M Somasekhar Hyderabad | Updated on August 20, 2019 Published on August 14, 2019

With interest in space among public zooming up courtesy the successful flight of the Chandrayaan-2 mission to the moon, India’s first Space Science Museum opened in Hyderabad.

Located on the erstwhile Naubat Pahad in the centre of the city, it’s a collaborative effort between the Indian Space Research Organization (ISRO) and the B M Birla Science Centre.

The B M Birla Science Centre has given 9000 square feet of space in its Science Museum building. There is already the popular Planetarium, a marble white temple, and a Dinosaur museum among others on the twin hillocks.

The ISRO on its part is providing some 65 models of various spacecrafts, satellites and rockets of varying sizes. This museum exhibits scale models of Indian Launch vehicles GSLV Mark III, GSLV Mark II and PSLV, Chandrayaan-1, Mars Orbiter spacecraft, APPLE, Aryabhata, Bhaskara, Rohini RS-1 and a model of the International Space Station (ISS).

 

 

At present, 24 exhibits are on display to encourage young minds to explore Space Science and Technology. There would be a section on the diverse range of images sent back by the Indian Remote Sensing satellites on the countries natural resources and how utilisation of the imagery is being done to tap them for development purposes.

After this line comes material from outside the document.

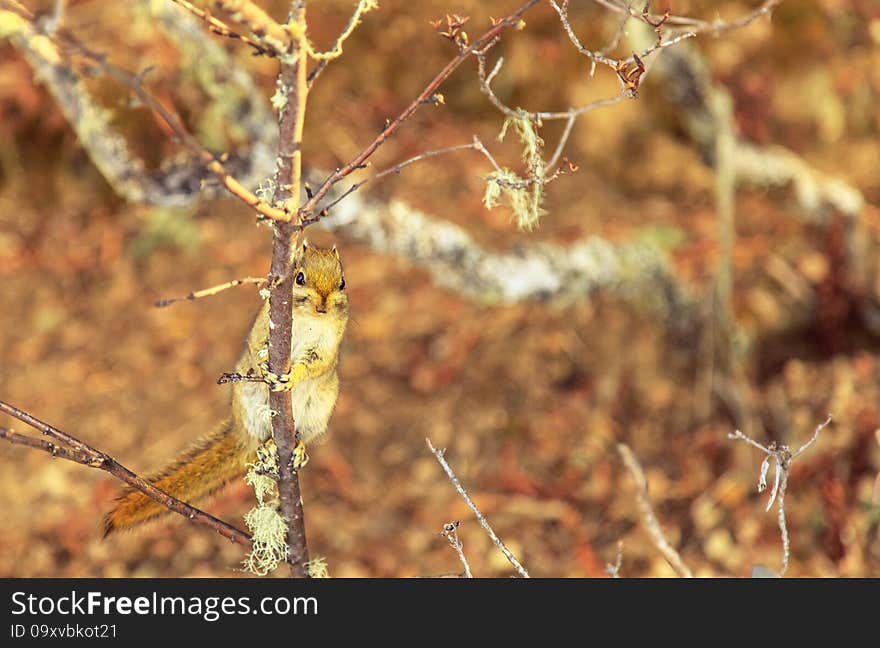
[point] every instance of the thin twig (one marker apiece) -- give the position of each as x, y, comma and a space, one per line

The opening of the Space Museum recently has been timed with the golden jubilee year of the Birla Archaeological and Cultural Research Institute (BACRI). The Governor of the State of Telangana, ESL Narasimhan inaugurated it in the presence of Nirmala Birla, Chairman of the BACRI and CK Birla, Chairman of the CK Birla Group and BG Sidharth, Director of the Science Centre..

Among the biggest models on display would be the giant GSLV Rocket which would be approximately 60 feet tall. Incidentally, the GSLV (Geosynchronous Satellite Launch Vehicle), Mark 3 version has powered the launch of the Chandrayaan Mission of the ISRO on July 22 to land on the lunar surface on September 7.

Then there will be models of other rockets like the PSLV (Polar Satellite Launch Vehicle), which is the most successful launcher of smaller payloads into the near earth orbits with nearly 40 straight successes in a row.

One of the most exciting features would be a special enclosure in which visitors can directly get in touch with India’s Antarctic Space Station (Dakshin Gangotri) in real time.